Newly minted accountants have some of the brightest job prospects in the nation, with nearly 90 percent of accounting firms forecasting the same or increased hiring of graduates this year compared with 2010, and nearly three quarters, 71 percent, of the largest firms anticipating more hiring – an indicator of a rebounding economy.
"Opportunities in the accounting profession continue to expand as the needs of firms and businesses grow ever more complex and global," said Jeannie Patton, AICPA vice president for students, academics ,and membership. "As the U.S. and global economies recover, and as seasoned professionals begin to retire in unprecedented numbers, it's even more important to guard against a talent shortage. Employers increasingly want graduates with advanced degrees at the same time colleges, facing budget and other constraints, are restricted in their capacity to train all the students who want to join our profession."
The AICPA report echoes findings from the U.S. Bureau of Labor Statistics, which expects accountants to experience "much faster than average" employment growth in the coming years. The bureau's 2010-2011 "Occupational Outlook Handbook
" estimates 22 percent growth in accounting and auditing jobs in the decade between 2008 and 2018, adding that job candidates with professional designations, particularly CPAs, and graduates with masters degrees have the brightest outlook.

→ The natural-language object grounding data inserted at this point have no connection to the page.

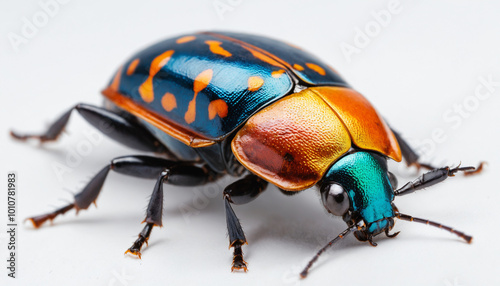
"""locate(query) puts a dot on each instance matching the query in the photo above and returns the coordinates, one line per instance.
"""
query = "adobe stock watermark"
(30, 27)
(224, 6)
(458, 113)
(364, 36)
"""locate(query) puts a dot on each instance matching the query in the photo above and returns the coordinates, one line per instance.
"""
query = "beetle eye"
(335, 199)
(393, 180)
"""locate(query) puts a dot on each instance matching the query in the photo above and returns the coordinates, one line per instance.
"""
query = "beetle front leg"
(431, 178)
(412, 158)
(240, 192)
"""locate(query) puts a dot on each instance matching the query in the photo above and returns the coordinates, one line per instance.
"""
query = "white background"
(416, 68)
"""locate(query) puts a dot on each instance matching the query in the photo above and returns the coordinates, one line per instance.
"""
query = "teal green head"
(359, 188)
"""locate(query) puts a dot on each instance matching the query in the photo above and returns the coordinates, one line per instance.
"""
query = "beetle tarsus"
(238, 262)
(37, 221)
(135, 249)
(476, 170)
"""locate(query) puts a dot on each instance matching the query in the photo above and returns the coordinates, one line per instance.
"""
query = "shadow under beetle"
(212, 104)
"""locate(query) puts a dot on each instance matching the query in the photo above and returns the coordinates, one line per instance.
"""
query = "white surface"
(426, 60)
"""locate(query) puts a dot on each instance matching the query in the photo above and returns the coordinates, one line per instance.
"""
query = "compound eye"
(393, 180)
(335, 199)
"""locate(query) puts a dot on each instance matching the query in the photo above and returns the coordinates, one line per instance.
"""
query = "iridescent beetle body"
(219, 103)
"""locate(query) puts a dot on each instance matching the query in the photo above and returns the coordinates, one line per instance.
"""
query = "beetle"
(212, 104)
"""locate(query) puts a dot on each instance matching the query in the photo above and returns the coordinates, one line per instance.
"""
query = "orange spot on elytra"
(115, 84)
(168, 101)
(133, 65)
(316, 68)
(200, 82)
(146, 89)
(254, 83)
(277, 73)
(217, 107)
(217, 49)
(185, 39)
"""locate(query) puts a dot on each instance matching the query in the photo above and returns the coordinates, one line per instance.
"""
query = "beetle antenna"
(304, 272)
(466, 237)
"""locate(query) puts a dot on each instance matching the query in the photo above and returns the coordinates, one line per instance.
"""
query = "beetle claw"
(134, 252)
(239, 264)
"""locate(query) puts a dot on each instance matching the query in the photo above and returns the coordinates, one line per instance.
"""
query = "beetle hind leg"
(240, 192)
(125, 130)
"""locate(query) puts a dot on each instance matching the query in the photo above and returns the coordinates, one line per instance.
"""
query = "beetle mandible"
(212, 104)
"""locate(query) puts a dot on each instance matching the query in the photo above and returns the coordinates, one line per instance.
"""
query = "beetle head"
(359, 188)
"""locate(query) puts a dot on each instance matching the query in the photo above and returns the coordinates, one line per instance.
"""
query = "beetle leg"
(153, 215)
(124, 130)
(184, 174)
(240, 192)
(411, 157)
(430, 178)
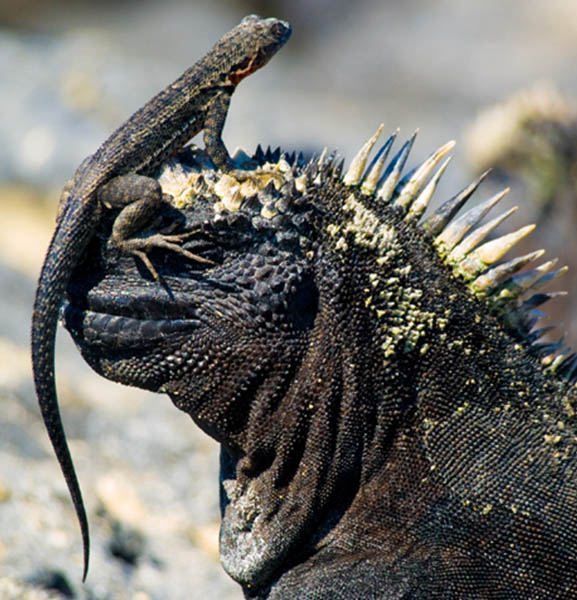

All told, 226,108 students were enrolled in undergraduate or graduate accounting programs during the 2009-2010 academic year, 6 percent more than in 2007-2008, the last time the AICPA conducted its survey. A record 68,639 students graduated with accounting degrees in 2010. Nearly 4 in 10 accounting graduates hired last year by CPA firms had master's degrees, compared with 26 percent in 2008. By contrast, 43 percent of graduates hired had bachelor's degrees, down from 56 percent in 2008.
The shift reflects growing complexity and globalization of the accounting industry. And against that backdrop, colleges and universities are struggling to keep up. According to the AICPA report, a growing number of accounting programs are rejecting qualified applicants because they don't have capacity to accept them. The increase likely is due to budget constraints at universities brought on by the economic downturn and a shortage of academically qualified professors as many longtime teachers reach retirement.
"The AICPA is diligently focused on this potential challenge, leading efforts like www.startheregoplaces.com
to guide students into the profession and supporting and administering programs like Accounting Doctoral Scholars
, which addresses the need for more PhDs in the classroom," Patton added. "We are committed to ensuring the accounting profession continues robust growth for years to come."